The first four films that he appeared in though were not of his own making.
They were instead the works of director Li Han Hsiang.
During the 1950s and 1960s Li Han Hsiang had directed
many large spectacular historical costume dramas for the Shaw Brothers
such as The Kingdom and the Beauty and Empress Wu Tse Tien. In 1963 though
he left the services of the Shaw Brothers to form his own film production
company called the Grand Motion Picture Company (Guolian). He made a number
of successful films but his productions tended to be lavish and by the
end of the decade the company had gone bankrupt. He returned to Shaw, but
his films during the 1970s were very different from his previous ones.
He now seemed to focus on films that were crass and commercial and dealt
with prostitution, sex, bordellos and other unsavory but entertaining subjects.
Some of these films are Legends of Lust, Tales of Larceny, Illicit Desire,
Crazy Sex, That’s Adultery and many more. To some extent he was a precursor
to the Cat III films of the 1980s and 1990s.
Though The Warlord has moments of this (though
I fear my Malaysian vcd edited them out), it is primarily a comedic and
yet semi-serious look at the rise and fall of a warlord in the first decades
of 1900s. Hui takes on this character with great zest, playing him very
broadly and with just the right elements of charm and cruelty. Certainly
the character has none of the subtlety or shadings of Hui’s later characters,
but there is a definite self-mocking tone to it all and some fairly amusing
In the animated opening credits the film tells
us that Pang (Hui) was a fierce brigand from the north of China, but that
the Russians paid him to fight and defeat the Japanese. After doing this
he became the warlord of Shantung and ruled with only a nodding obligation
towards the law. He is judge and jury and generally someone ends up at
the wrong end of a firing squad. In one case Madame Kao (Hu Chin - The
Fate of Lee Khan) comes before him and accuses her brother-in-law of raping
her. Pang suspects something is amiss and in a very un-PC move orders two
of his men to rape her in the court.

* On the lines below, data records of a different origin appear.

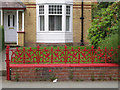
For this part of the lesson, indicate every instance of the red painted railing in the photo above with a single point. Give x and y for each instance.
(52, 56)
(59, 57)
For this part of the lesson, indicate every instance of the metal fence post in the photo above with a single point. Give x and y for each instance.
(7, 63)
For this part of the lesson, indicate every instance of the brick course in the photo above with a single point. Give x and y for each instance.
(65, 73)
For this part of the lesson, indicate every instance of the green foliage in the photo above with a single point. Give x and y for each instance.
(71, 75)
(96, 8)
(92, 77)
(109, 42)
(17, 77)
(104, 24)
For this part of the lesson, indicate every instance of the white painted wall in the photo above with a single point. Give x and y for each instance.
(53, 36)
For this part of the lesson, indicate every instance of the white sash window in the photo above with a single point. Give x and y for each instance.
(54, 21)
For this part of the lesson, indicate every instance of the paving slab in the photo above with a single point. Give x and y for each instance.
(59, 84)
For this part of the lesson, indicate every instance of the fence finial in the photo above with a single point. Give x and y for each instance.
(65, 47)
(8, 47)
(38, 47)
(92, 47)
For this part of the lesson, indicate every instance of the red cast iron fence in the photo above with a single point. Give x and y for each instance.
(61, 57)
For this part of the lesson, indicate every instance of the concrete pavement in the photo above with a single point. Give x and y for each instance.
(59, 84)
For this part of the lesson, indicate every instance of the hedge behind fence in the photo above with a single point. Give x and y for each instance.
(2, 46)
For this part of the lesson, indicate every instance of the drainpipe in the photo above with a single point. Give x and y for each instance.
(82, 18)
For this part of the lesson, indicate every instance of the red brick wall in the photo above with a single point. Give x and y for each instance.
(64, 73)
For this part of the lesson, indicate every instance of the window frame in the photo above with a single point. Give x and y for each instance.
(54, 15)
(46, 17)
(43, 14)
(68, 15)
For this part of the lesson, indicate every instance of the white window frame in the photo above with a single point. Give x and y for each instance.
(46, 17)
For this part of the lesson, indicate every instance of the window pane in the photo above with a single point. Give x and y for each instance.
(8, 20)
(41, 23)
(67, 23)
(55, 23)
(67, 9)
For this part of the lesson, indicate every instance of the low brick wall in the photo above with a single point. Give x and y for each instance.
(64, 73)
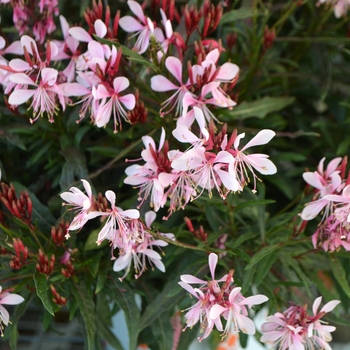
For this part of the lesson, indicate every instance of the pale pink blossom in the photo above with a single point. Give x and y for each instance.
(43, 95)
(248, 162)
(216, 299)
(160, 83)
(326, 182)
(7, 298)
(117, 218)
(113, 103)
(142, 27)
(236, 313)
(146, 176)
(82, 204)
(296, 329)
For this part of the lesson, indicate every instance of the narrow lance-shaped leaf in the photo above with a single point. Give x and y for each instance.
(41, 288)
(259, 108)
(125, 298)
(87, 310)
(340, 275)
(261, 254)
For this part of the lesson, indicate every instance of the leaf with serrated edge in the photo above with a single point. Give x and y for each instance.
(340, 275)
(259, 108)
(261, 254)
(87, 310)
(41, 290)
(125, 298)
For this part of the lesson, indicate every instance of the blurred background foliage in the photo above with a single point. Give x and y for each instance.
(294, 79)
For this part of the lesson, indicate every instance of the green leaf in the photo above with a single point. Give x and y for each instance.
(261, 254)
(297, 268)
(242, 13)
(125, 298)
(326, 292)
(40, 213)
(161, 303)
(67, 176)
(91, 244)
(41, 287)
(106, 334)
(248, 279)
(132, 55)
(101, 280)
(76, 160)
(87, 309)
(260, 108)
(340, 274)
(242, 238)
(254, 202)
(264, 267)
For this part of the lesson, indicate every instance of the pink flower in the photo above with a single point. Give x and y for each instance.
(7, 298)
(139, 248)
(82, 203)
(296, 329)
(112, 103)
(161, 83)
(244, 162)
(143, 26)
(235, 312)
(216, 301)
(117, 218)
(146, 176)
(44, 95)
(326, 183)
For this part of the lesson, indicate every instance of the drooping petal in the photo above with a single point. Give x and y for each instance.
(11, 299)
(120, 84)
(4, 315)
(160, 83)
(100, 28)
(216, 311)
(191, 279)
(261, 138)
(130, 24)
(213, 260)
(21, 78)
(49, 76)
(80, 34)
(174, 66)
(128, 101)
(20, 96)
(330, 306)
(136, 9)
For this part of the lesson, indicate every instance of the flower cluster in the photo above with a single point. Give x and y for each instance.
(123, 228)
(296, 329)
(211, 162)
(7, 298)
(340, 6)
(333, 198)
(216, 302)
(34, 15)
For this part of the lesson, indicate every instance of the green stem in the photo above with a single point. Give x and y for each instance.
(185, 245)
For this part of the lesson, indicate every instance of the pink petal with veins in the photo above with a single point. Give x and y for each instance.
(20, 96)
(21, 78)
(120, 84)
(19, 65)
(261, 138)
(80, 34)
(128, 101)
(130, 24)
(174, 66)
(136, 9)
(100, 28)
(160, 83)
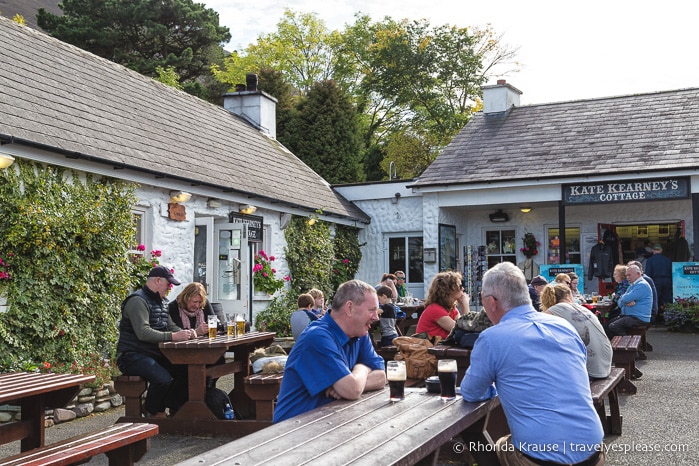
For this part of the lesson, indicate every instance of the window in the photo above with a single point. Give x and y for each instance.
(405, 253)
(500, 246)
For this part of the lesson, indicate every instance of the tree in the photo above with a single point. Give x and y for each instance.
(325, 134)
(142, 34)
(301, 49)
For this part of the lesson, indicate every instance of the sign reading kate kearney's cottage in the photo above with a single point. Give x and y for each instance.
(656, 189)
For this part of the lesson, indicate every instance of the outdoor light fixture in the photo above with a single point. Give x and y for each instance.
(499, 216)
(179, 196)
(6, 160)
(247, 209)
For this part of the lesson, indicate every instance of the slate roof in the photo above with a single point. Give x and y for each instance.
(629, 134)
(59, 97)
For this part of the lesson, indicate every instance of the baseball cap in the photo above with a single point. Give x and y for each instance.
(539, 280)
(163, 272)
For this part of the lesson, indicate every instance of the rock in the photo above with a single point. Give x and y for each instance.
(83, 409)
(102, 406)
(63, 415)
(117, 400)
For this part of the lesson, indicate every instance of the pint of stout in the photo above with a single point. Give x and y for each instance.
(396, 375)
(446, 369)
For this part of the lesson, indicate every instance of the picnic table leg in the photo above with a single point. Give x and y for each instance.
(32, 409)
(241, 401)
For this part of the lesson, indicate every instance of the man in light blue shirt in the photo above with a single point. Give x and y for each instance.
(635, 304)
(538, 364)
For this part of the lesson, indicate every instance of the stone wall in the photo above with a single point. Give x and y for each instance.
(88, 400)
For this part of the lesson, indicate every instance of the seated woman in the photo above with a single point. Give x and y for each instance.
(191, 309)
(440, 314)
(304, 316)
(557, 300)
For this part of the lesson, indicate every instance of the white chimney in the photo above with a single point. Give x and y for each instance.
(257, 107)
(500, 97)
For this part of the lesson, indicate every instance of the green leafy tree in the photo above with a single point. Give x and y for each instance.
(301, 49)
(326, 134)
(142, 34)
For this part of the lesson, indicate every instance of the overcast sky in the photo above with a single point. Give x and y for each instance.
(569, 50)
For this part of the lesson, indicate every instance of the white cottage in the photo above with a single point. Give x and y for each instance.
(214, 187)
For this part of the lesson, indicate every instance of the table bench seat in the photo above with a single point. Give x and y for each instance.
(124, 444)
(607, 388)
(626, 350)
(263, 390)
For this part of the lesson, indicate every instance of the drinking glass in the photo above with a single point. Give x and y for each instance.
(396, 375)
(213, 326)
(446, 369)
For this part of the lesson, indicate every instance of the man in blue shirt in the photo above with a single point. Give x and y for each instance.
(635, 304)
(538, 363)
(334, 357)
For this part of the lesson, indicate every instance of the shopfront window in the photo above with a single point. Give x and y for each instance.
(572, 253)
(500, 246)
(405, 253)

When she resists just fine, Pang knows
she has made up the story.
The film follows further actions of his – such
as raiding the tomb of the Empress Dowager or having to surrender Peking
in a game of chance – but eventually the period of the warlords begins
to die out and the days of Pang and his many wives looks numbered.
This film is certainly no classic – and likely
would be forgotten if not for Hui – but it has excellent production values
– a huge cast of extras – and an enjoyable performance from Hui. Hui was
to make three more films for Li and the Shaw Brothers (The Happiest Moment,
Scandal and Sinful Confession) before he was to break away and join Golden
Harvest and begin making his own splendid films.
My rating for this film: 6.5
This film can be found on a vcd released by
a Malaysian company called Zestbase. The picture is fine, but is not letterboxed
and the sub-titles run off at the sides. I also needed to watch it on my
computer or the subs fell below the screen. As I mentioned, I think parts
of the film may have been edited out as whenever a bit of snuggling was
about to take place there were some very ugly cuts.